These section is a quick reference for the character creation process. It is mainly concerned with game mechanics, but keep in mind your character is much more than a string of numbers, and it is up to you flesh him out.
The first step is to figure out, in broad terms, what defines your character. The concept is just a couple of words that best synthesize him, such as references to his profession, personality or background. It is only used as a reference during the creation process.
A quick and dirty trick to create a concept is stating the character's occupation or social status, and add to that something that sets him apart from that group. For example, an apathetic kuge, a thrill-seeking samurai or a compulsive monk. Adding a few more characteristics or explanations can also help: an apathetic kuge disillusioned over the decadent state of the arts, a thrill-seeking samurai that lends his services to ex-comrade mercenaries, or a compulsive monk hellbent on hunting supernatural creatures that feed on souls.
Choose your Clan
A character's Clan usually weighs heavily on his background and beliefs, influencing what connections he has and skills he's pursued. Player characters usually come from six of the Eight Great Clans – the Bear, Carp, Hare, Horse, Spider or Tortoise Clans. Vipers and Cranes are very rare and isolated, so players shouldn't take them lightly.

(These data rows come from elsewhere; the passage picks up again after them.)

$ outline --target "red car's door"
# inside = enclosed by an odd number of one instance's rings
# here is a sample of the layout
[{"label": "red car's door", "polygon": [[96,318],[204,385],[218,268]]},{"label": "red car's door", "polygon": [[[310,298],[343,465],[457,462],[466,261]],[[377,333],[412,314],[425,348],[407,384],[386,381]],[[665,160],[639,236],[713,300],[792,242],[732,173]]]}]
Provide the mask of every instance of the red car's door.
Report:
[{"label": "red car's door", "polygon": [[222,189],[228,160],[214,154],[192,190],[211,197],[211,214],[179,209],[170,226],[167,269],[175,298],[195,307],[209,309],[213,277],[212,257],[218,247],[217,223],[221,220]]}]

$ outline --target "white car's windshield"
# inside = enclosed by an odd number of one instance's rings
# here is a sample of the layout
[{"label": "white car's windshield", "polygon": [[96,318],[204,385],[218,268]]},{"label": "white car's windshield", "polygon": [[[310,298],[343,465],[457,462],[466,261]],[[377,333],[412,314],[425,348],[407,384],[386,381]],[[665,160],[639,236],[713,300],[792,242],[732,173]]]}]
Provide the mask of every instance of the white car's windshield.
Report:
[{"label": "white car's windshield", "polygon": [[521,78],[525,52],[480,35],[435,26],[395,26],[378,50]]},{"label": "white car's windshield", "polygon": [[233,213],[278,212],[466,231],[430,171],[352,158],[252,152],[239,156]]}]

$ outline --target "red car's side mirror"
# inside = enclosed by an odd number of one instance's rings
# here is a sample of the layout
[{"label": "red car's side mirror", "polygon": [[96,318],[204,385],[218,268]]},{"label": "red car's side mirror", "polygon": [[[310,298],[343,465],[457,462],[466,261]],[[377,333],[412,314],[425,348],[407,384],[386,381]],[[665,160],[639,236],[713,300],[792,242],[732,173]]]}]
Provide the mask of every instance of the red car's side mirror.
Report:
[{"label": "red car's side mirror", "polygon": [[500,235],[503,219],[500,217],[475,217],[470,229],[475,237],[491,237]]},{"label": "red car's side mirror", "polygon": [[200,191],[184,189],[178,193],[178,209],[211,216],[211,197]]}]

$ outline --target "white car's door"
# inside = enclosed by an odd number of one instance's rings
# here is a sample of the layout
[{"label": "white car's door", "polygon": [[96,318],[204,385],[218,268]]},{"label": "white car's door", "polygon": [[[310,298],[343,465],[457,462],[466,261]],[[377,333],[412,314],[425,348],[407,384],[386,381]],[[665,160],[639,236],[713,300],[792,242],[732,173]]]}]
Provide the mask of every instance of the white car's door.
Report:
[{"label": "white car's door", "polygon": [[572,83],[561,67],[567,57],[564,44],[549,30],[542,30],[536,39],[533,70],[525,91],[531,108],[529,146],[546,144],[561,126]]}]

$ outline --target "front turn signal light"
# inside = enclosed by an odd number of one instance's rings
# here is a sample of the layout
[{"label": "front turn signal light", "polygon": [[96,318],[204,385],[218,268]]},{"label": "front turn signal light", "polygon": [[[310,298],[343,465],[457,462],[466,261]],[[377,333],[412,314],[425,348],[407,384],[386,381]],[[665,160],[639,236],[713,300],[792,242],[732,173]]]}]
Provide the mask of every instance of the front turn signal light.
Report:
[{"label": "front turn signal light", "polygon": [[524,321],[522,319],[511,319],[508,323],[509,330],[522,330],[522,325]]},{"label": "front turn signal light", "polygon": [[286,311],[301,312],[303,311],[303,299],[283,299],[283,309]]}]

Character's can also come from Middle Clans or belong no clan at all, either as a commoner or as ronin. There are plenty of other options that could lead to complications, and players should be careful selecting them, such as belonging to Outer Clans, to the Forgotten People or being Dojunin.

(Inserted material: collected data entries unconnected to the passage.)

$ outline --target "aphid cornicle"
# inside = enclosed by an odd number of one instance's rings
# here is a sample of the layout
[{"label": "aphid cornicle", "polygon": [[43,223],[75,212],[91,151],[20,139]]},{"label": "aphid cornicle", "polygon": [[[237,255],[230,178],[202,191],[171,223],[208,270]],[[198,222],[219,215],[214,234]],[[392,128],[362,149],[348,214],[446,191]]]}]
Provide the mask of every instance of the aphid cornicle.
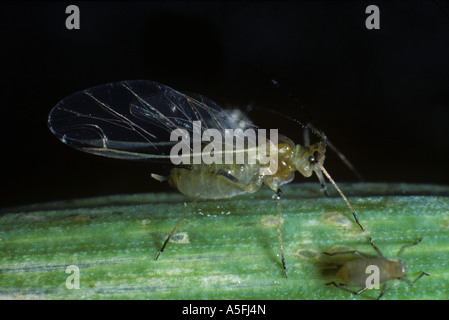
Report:
[{"label": "aphid cornicle", "polygon": [[[408,280],[406,263],[400,259],[406,248],[416,246],[422,241],[422,238],[412,244],[403,245],[394,259],[384,257],[379,248],[374,245],[371,237],[369,238],[369,241],[377,255],[370,255],[357,250],[332,253],[324,252],[324,254],[333,257],[344,255],[352,256],[352,259],[345,261],[337,272],[337,276],[343,281],[343,283],[332,281],[326,283],[326,285],[333,285],[341,290],[350,292],[354,295],[359,295],[369,289],[369,286],[367,286],[367,279],[370,277],[371,272],[369,271],[369,268],[374,266],[379,271],[377,279],[378,284],[382,284],[380,294],[377,298],[380,299],[388,290],[391,289],[387,289],[387,283],[392,280],[404,281],[408,285],[413,286],[423,276],[429,276],[428,273],[421,272],[415,280]],[[361,289],[355,291],[347,287],[361,287]]]},{"label": "aphid cornicle", "polygon": [[[258,129],[250,122],[235,119],[210,99],[183,94],[144,80],[110,83],[68,96],[50,112],[48,125],[62,142],[84,152],[127,160],[168,162],[170,148],[177,143],[171,141],[170,134],[180,128],[193,134],[194,121],[200,121],[201,129],[213,128],[223,136],[229,129]],[[305,177],[315,173],[323,189],[324,173],[346,202],[361,230],[364,230],[348,200],[323,167],[326,152],[324,134],[312,131],[320,141],[305,146],[295,145],[289,138],[279,135],[276,150],[278,167],[274,174],[261,174],[260,169],[265,165],[260,162],[243,165],[200,163],[175,166],[168,181],[181,193],[203,199],[223,199],[256,192],[263,184],[273,189],[278,204],[282,263],[287,276],[280,228],[279,188],[293,180],[295,171]],[[237,151],[241,150],[234,149],[234,152]],[[164,180],[162,176],[152,176]]]}]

Selecting ties to a specific Clan allows your character to learn their martial art and to seek them for advice and assistance. It also means he is an asset the Clan may tap into as needed.
Choose your Merits
Merits should fit within a character's background to reflect their resources, connections and aptitudes. Your character should choose two merits and any number of flaws. Each flaw he takes allows him to pick an extra merit.
Merits are interchangeable with first rank abilities. With the storyteller's consent, you may select such an ability when told to pick a merit and vice-versa.
Select your Skills
Skills measure a character's proficiency in a number of different areas. Having zero rank means you're average and rank three means you're an expert. You have 10 points to distribute among all twenty abilities. You can also choose to start the game with a negative (also called 'x') rank, meaning you're below average on that skill. For each x rank you have, you get one extra point of skill to allocate elsewhere.
Skills can be exchanged at the rate of three points for one merit or first rank ability. Players shouldn't do it too much, though, and they shouldn't carry too many x ranked skills also. This could lead to stereotyped and overspecialized characters.
Select your Resistance Traits
Your character's body measure how tough he is, and how resistant to fatigue, illness and injury. His spirit measure how much life force he has, and how resilient he is to stress, intimidation and despair.
You have ten points to divide between the two. Most people have these traits evenly match, although bulkier people and those living more savage lives tend to develop the bodies more out of necessity. Likewise, monk, mystics and scholars tend to prefer the advantages offered by a highly developed spirit.
During the creation process, resistance traits are interchangeable with skills at a ratio of 1:1. If you want to raise or lower these traits by three or more points, you're advised to do so through merits, instead.
Choose your Ability Families
Through intense training and education, a character may unlock ability families, which are are groups of related abilities usually taught together as a single art or through specific schools. Ability families are divided into three ranks: novice, adept and master.
When creation a character you gain access to three ranks of ability families. This means you can either start as novice at three distinct families, or as an adept in a family and as a novice in another. You can't start the game with a master rank.
Select your Abilities
Having access to an ability family means a character initiated his training in those abilities, but not that he mastered those. By acquiring the specific abilities, your character is able to fully benefit from them.
Your character starts the game with three novice abilities, selected from the families he has access to. It is possible to select them from the same family, if you wish, and leave other families with no abilities.
Spend your Initial Experience
Player characters are assumed to have some experience prior to the beginning of the story. They use these experience points to purchase new skills, abilities or merits in the same way he will do through the chronicle.
The standard chronicle allows the character 10 initial experience points. The storyteller might give less (or none) to inexperienced characters, or double (or tenfold) to more experienced ones. Having too few points means a player may have difficulty customizing the character, though. On the other hand, players spend initial experience differently, more recklessly, then during the chronicle, and are prone to creating more unbalanced characters when receiving too of it, so storytellers beware.
The character sheet has a scale that measures how expensive is to acquire skills, abilities and families, according to their level. Initial experience is used in the same way and that you acquire during the chronicle.
To sum up the scale, each point of skill costs you that rank you wish to acquire plus two (so 3 if you want to acquire the first rank, four for the second one and so on). Raising an x rank skill costs 2 experience points.
To acquire a rank in an ability family, it costs one point per rank (so 1 for a novice rank and two for an adept rank). You can't acquire a master rank without the storyteller's say-so.
To acquire an ability, is costs five points for a novice rank ability, seven for an adept rank ability and ten for a master rank ability.